Then I have for each run r per seed the same numbers?

nreimers · 2021-01-07T12:41:41Z

Yes, in that code example you use the same rnd. numbers in each run (if the seeds are the same). This should yield consistent results for the 3 runs.

tide90 · 2021-01-07T13:42:28Z

Yes, thanks. this indeed gives the same results!

tide90 · 2021-01-07T16:00:19Z

Now comes the next issue. If I sue something like optuna for tuning a parameter I specifiy the number of trials. So it can happen that the model is trained multiple times for the same parameters. Before in m custom for loop it was consistent, but now agian using a framework like optuna, results are different again.

Can you give some experinece for tuning and seeds? I assume you have here experience. I don't know if you are familiar with optuna, but maybe it is enough to set the seeds again inside the objective function?

nreimers · 2021-01-08T07:46:05Z

I never set seeds. Setting seeds is a bad experimental setup and the conclusions you draw from should not depend on what seed you are using.

I published more about this here:
https://arxiv.org/abs/1707.09861
https://arxiv.org/abs/1803.09578

The right experimental setup, if you want to compare two settings (e.g. is BERT or RoBERTa better for your task?) is: Train both setups with e.g. 5 or 10 different random seeds, average the results and look if the results are statistically significant.

Here, it doesn't matter what seeds you are using.

tide90 · 2021-01-08T08:58:07Z

@nreimers

I never set seeds. Setting seeds is a bad experimental setup and the conclusions you draw from should not depend on what seed

and

Train both setups with e.g. 5 or 10 different random seeds,

Isn't this contradictory. Or maybe I don't see what you mean? Also the above paper above makes it clear that setting seeds can be siginficant.

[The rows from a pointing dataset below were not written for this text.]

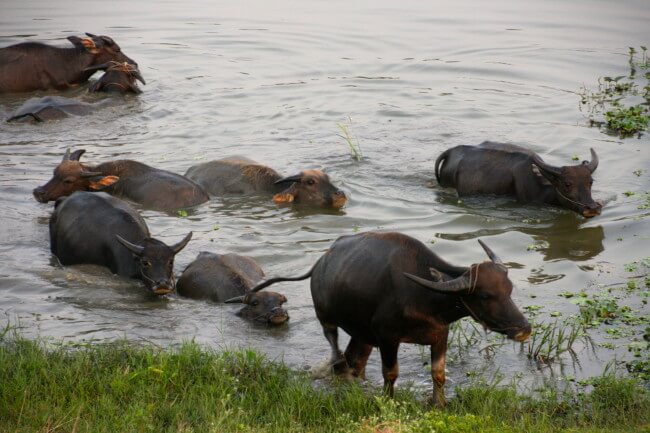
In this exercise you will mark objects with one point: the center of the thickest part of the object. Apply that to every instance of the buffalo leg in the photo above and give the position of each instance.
(356, 355)
(438, 354)
(389, 366)
(337, 359)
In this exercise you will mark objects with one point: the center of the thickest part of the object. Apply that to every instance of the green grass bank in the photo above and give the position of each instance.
(121, 387)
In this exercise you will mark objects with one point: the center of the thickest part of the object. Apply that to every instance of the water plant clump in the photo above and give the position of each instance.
(621, 105)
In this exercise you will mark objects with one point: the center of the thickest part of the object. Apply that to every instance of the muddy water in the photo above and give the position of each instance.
(271, 81)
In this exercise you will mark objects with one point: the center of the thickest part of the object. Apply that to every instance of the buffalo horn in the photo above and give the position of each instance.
(593, 164)
(457, 285)
(294, 178)
(545, 167)
(135, 249)
(179, 246)
(490, 253)
(90, 173)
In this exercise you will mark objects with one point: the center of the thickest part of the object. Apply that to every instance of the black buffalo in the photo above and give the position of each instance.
(99, 229)
(506, 169)
(228, 278)
(151, 187)
(30, 66)
(240, 175)
(384, 289)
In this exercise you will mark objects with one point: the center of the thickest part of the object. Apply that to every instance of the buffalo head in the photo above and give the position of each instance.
(484, 290)
(119, 77)
(572, 184)
(311, 187)
(156, 262)
(262, 307)
(70, 176)
(102, 48)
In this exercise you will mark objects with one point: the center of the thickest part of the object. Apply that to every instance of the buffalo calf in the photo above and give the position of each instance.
(228, 278)
(239, 175)
(506, 169)
(132, 180)
(99, 229)
(385, 289)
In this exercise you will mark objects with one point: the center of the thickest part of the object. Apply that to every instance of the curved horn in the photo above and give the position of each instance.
(593, 164)
(544, 166)
(294, 178)
(456, 286)
(490, 253)
(76, 155)
(235, 300)
(135, 249)
(98, 67)
(179, 246)
(91, 173)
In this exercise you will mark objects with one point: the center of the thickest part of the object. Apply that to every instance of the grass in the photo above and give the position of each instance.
(606, 104)
(123, 387)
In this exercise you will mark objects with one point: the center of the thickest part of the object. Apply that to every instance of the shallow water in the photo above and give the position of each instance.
(271, 81)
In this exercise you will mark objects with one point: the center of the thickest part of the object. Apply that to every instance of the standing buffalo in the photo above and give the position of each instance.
(33, 66)
(99, 229)
(118, 78)
(151, 187)
(506, 169)
(240, 175)
(384, 289)
(228, 278)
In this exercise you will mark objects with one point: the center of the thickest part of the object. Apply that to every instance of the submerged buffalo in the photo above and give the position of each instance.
(506, 169)
(118, 78)
(228, 278)
(384, 289)
(135, 181)
(54, 108)
(99, 229)
(30, 66)
(240, 175)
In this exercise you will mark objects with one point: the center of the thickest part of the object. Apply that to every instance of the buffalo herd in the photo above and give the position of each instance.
(381, 288)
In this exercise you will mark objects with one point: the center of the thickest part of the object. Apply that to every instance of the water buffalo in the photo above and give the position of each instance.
(384, 289)
(100, 229)
(30, 66)
(140, 183)
(240, 175)
(118, 78)
(228, 278)
(54, 108)
(506, 169)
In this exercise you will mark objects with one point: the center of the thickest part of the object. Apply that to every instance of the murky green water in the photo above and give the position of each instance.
(270, 81)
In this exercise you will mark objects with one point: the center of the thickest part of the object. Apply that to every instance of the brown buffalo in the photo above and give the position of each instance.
(151, 187)
(506, 169)
(30, 66)
(385, 289)
(228, 278)
(240, 175)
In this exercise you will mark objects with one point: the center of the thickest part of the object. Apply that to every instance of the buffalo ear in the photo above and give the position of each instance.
(103, 182)
(283, 197)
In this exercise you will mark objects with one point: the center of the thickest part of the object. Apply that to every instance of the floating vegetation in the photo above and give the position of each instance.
(353, 143)
(621, 105)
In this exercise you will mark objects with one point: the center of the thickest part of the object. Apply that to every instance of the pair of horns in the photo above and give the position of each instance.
(294, 178)
(591, 165)
(139, 250)
(457, 285)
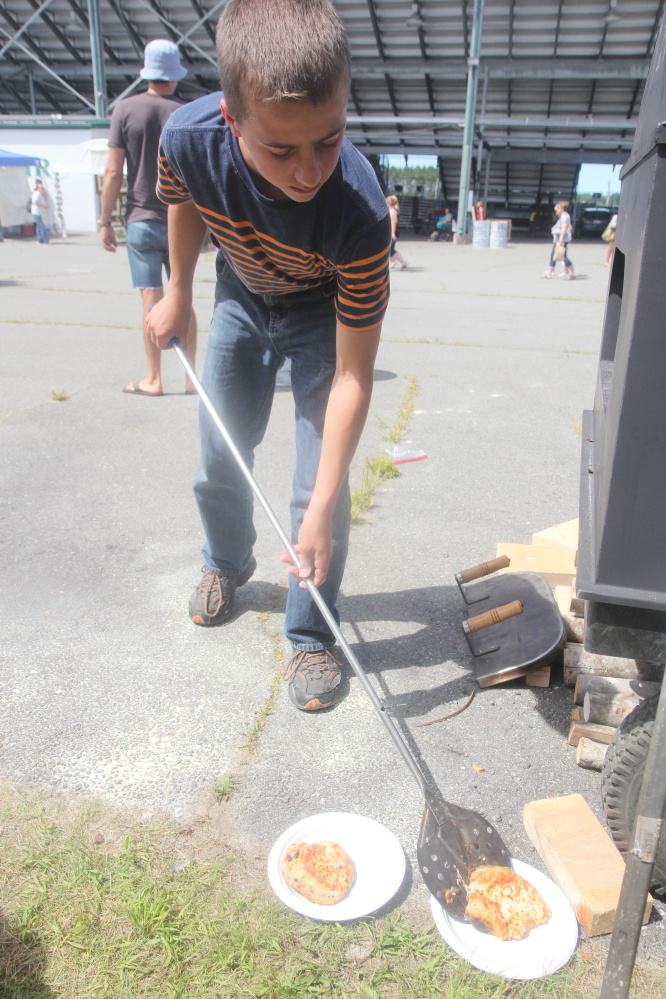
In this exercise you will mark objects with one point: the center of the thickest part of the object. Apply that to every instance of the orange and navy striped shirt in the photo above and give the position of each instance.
(281, 246)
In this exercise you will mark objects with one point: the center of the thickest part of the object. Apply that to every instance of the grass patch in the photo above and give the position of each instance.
(251, 736)
(121, 920)
(376, 471)
(399, 426)
(380, 468)
(225, 786)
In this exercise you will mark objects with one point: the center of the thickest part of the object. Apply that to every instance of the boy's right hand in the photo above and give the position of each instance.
(168, 319)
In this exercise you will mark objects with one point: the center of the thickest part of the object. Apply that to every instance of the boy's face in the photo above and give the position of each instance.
(291, 148)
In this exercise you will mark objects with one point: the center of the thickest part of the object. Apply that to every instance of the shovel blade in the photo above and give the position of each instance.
(454, 841)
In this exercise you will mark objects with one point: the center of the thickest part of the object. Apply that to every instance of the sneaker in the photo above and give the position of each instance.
(213, 600)
(313, 679)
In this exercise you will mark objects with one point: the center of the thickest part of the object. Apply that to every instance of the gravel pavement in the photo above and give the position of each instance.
(108, 689)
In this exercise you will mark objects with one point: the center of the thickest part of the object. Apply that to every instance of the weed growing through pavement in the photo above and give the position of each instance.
(376, 471)
(121, 919)
(251, 735)
(380, 468)
(405, 411)
(225, 786)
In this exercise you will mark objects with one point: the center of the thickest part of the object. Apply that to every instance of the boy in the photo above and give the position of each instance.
(304, 237)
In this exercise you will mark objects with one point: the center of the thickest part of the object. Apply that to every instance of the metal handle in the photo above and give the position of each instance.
(314, 592)
(493, 616)
(483, 569)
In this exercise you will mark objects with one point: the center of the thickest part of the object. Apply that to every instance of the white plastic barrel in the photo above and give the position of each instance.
(499, 234)
(481, 234)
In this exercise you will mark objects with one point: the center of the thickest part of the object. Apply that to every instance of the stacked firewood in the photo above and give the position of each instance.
(606, 690)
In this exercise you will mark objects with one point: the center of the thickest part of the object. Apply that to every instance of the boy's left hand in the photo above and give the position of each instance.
(314, 549)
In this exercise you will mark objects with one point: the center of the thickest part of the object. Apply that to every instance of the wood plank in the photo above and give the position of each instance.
(560, 536)
(590, 754)
(581, 858)
(555, 564)
(562, 596)
(539, 678)
(577, 660)
(589, 730)
(611, 685)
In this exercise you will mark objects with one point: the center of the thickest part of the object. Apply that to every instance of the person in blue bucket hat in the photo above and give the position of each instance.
(134, 135)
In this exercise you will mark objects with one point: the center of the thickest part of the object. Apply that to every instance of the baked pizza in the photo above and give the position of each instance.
(500, 902)
(321, 872)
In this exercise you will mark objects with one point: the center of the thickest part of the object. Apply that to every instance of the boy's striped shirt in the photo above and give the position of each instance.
(277, 247)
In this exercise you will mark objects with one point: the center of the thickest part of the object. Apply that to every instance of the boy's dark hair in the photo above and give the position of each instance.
(275, 50)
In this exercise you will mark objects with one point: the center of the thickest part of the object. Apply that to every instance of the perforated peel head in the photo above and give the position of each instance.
(453, 842)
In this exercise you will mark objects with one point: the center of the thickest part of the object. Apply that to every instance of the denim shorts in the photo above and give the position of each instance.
(147, 252)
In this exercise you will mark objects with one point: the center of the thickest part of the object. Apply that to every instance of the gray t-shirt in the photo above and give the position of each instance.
(136, 126)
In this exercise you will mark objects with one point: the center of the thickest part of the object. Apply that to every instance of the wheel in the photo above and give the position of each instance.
(621, 780)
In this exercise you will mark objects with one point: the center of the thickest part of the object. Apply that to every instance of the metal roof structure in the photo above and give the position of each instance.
(529, 88)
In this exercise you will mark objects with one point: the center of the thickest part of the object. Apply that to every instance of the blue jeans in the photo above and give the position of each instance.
(147, 252)
(249, 337)
(40, 229)
(567, 262)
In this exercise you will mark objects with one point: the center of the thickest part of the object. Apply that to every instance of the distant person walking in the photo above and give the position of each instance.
(561, 233)
(394, 256)
(39, 207)
(134, 135)
(609, 236)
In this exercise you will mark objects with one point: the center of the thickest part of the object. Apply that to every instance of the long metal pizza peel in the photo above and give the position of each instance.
(453, 840)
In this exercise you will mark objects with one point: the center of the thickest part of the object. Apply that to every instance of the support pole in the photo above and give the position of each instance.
(97, 54)
(468, 135)
(640, 863)
(31, 85)
(479, 148)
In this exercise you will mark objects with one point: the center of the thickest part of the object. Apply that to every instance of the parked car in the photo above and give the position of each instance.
(593, 221)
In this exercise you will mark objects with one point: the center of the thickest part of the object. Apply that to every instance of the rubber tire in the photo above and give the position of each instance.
(621, 779)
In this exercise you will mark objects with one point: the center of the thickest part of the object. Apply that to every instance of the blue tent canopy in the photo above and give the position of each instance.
(15, 159)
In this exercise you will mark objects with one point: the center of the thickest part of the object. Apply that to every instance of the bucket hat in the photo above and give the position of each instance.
(162, 61)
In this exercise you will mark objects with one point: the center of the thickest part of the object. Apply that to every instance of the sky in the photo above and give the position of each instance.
(594, 177)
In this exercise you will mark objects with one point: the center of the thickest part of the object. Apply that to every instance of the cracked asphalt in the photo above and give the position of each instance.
(108, 689)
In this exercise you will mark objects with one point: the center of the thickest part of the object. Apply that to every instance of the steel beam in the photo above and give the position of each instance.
(500, 121)
(25, 26)
(182, 38)
(608, 68)
(97, 56)
(470, 109)
(47, 69)
(573, 156)
(413, 69)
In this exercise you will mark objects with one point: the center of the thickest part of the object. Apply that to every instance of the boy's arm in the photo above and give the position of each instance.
(346, 413)
(171, 316)
(113, 179)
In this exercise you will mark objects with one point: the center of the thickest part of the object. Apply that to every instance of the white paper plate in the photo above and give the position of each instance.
(378, 859)
(545, 948)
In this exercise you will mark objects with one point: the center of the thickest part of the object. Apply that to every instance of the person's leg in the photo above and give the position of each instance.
(145, 253)
(239, 377)
(153, 380)
(162, 241)
(400, 259)
(307, 336)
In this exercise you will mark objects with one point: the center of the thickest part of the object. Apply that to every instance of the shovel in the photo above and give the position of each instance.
(453, 840)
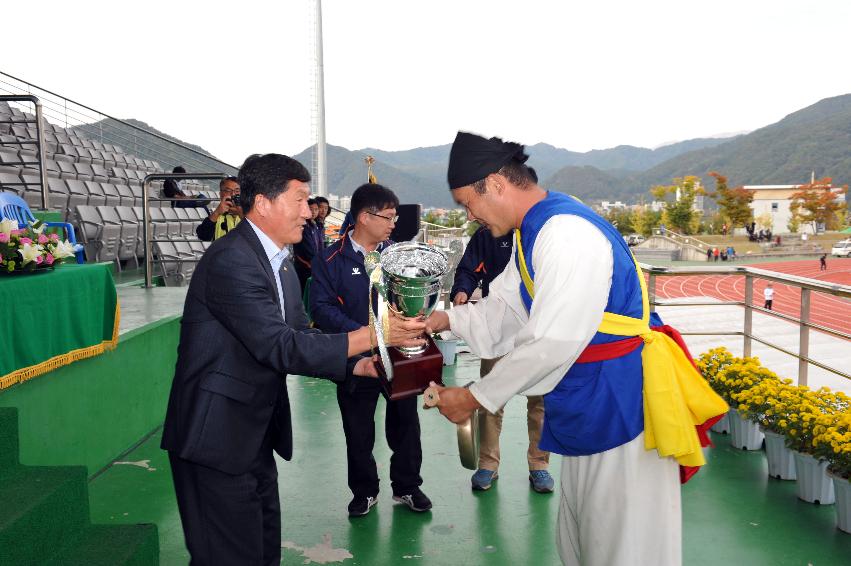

nreimers · 2021-01-08T09:08:18Z

The seeds plays a significant role. However, there is no justification for selecting a specific seed, i.e., you cannot justify that you used seed 23 instead of seed 42.

Hence, your experimental setup must be robust against this variance which is introduced by the random seed.

You achieve this, by not computing single performance with one seed.

Instead, you train e.g. 10 runs with 10 different seeds (which seeds doesn't matter) and then you report mean scores.

tide90 · 2021-01-08T09:14:18Z

@nreimers Ok, thanks for this advice. But in my last comment I asked about Tuning.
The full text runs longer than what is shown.